KEGG pathways that are significant at ≥ 2 doses.

FDR-adjusted p-value (Benjamini and Hochberg 1995) < 0.005 in overall analysis. Details of all KEGG pathways are available from Kyoto Encyclopedia of Genes and Genomes (2000).

Twelve genes were up-regulated ≥ 1.5-fold at all four doses relative to unexposed controls, including five genes [PTX3 (pentraxin-related gene), CD44 (CD44 antigen), PTGS2 (prostaglandin-endoperoxide synthase 2), IL1A (interleukin 1, alpha), and SERPINB2 (serpin peptidase inhibitor, clade B, member 2) with FDR-adjusted p-values ≤ 0.005. An additional four genes were up-regulated > 1.5-fold at the top three doses, and > 1.3-fold at the lowest dose (Table 4). Expression of each of the 16 signature genes across the five exposure categories shows a distinct pattern, with the highest expression in the < 1-ppm (low) exposure group [see Supplemental Material, Figure 2 (doi:10.1289/ehp.1002546)]. The 16 genes are involved in immune response, inflammatory response, cell adhesion, cell–matrix adhesion, and blood coagulation (see Supplemental Material, Table 11). Ten of the 16 genes (or their products), 7 of which are involved in inflammatory response (p = 1.4E-12), form a network (Figure 2) with central roles for IL1A and PTGS2.

Table 4

Potential biomarkers of benzene exposure based on gene expression ratios relative to unexposed controls.
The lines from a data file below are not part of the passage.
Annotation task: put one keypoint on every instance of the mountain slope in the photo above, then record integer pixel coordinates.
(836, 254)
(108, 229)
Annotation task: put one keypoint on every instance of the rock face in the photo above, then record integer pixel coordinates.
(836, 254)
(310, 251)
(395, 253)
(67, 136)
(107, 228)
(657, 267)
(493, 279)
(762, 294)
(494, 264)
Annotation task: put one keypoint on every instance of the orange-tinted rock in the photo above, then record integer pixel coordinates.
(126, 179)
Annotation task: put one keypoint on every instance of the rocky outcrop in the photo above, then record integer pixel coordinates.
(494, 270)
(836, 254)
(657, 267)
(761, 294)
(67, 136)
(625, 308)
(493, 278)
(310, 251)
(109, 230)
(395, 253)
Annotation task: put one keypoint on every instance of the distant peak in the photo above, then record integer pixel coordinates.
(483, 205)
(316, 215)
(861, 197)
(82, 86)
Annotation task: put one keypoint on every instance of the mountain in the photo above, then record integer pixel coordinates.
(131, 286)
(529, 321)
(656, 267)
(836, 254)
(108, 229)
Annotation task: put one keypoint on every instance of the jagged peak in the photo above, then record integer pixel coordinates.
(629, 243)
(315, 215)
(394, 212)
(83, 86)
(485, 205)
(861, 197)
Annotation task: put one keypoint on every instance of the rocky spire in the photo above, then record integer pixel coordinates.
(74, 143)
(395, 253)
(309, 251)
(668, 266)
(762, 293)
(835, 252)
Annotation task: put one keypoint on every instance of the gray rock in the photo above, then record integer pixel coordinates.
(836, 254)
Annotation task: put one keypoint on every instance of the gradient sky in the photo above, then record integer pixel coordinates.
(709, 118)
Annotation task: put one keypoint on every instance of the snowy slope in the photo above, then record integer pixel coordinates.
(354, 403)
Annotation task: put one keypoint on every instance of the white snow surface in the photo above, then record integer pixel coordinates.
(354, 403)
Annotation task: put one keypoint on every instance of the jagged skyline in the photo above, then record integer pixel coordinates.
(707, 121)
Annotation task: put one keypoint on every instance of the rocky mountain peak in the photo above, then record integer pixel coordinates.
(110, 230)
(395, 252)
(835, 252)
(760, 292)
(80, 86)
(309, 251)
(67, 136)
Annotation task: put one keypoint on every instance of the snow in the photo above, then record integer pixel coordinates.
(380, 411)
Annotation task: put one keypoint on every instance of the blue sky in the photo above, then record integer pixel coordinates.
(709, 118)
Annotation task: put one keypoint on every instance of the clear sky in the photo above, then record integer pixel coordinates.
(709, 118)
			Benzene exposure category
			Very low (n = 29)		Low (n = 30)		High (n = 11)		Very high (n = 13)
Probe ID	Symbol	Definition	Ratio	p-Valuea	Ratio	p-Valuea	Ratio	p-Valuea	Ratio	p-Valuea
5090327	SERPINB2b	serpin peptidase inhibitor, clade B, member 2	2.47	0.002	5.19	0.000	3.03	0.005	3.39	0.001
2370524	TNFAIP6	tumor necrosis factor, alpha-induced protein 6	2.26	0.000	2.94	0.000	1.72	0.030	2.13	0.000
6590338	IL1Ab	interleukin 1, alpha	2.00	0.001	3.03	0.000	2.36	0.000	2.53	0.000
1260746	KCNJ2	potassium inwardly-rectifying channel, subfamily J	1.97	0.000	2.54	0.000	2.09	0.000	1.56	0.012
2230131	PTX3b	pentraxin-related gene, rapidly induced by IL-1 beta	1.80	0.000	2.30	0.000	1.62	0.003	1.81	0.000
5860333	F3	coagulation factor III (thromboplastin, tissue factor)	1.73	0.003	2.83	0.000	1.78	0.034	2.41	0.001
1410189	CD44b	CD44 antigen (Indian blood group)	1.64	0.000	1.76	0.000	1.64	0.005	1.78	0.000
2470100	CCL20	chemokine (C-C motif) ligand 20	1.63	0.005	2.30	0.000	1.59	0.041	2.11	0.000
4880717	ACSL1	acyl-CoA synthetase long-chain family member 1	1.63	0.001	1.79	0.000	1.59	0.010	1.68	0.002
1470682	PTGS2b	prostaglandin-endoperoxide synthase 2	1.60	0.000	1.98	0.000	1.68	0.003	1.75	0.000
1770152	CLEC5A	C-type lectin domain family 5, member A	1.57	0.009	2.26	0.000	1.78	0.014	2.26	0.000
4060674	IL1RN	interleukin 1 receptor antagonist	1.55	0.003	2.26	0.000	1.54	0.020	1.61	0.004
7320646	PRG2	proteoglycan 2, bone marrow	1.37	0.011	1.83	0.000	1.5	0.007	1.69	0.000
650709	SLC2A6	solute carrier family 2, member 6	1.36	0.005	1.72	0.000	1.5	0.000	1.60	0.000
2900286	GPR132	G protein-coupled receptor 132	1.34	0.047	1.87	0.000	1.6	0.003	1.80	0.000
3710379	PLAUR	plasminogen activator, urokinase receptor	1.29	0.035	1.80	0.000	1.6	0.002	1.58	0.001

Genes shown are up- or down-regulated ≥ 1.5-fold relative to unexposed controls at three or four doses.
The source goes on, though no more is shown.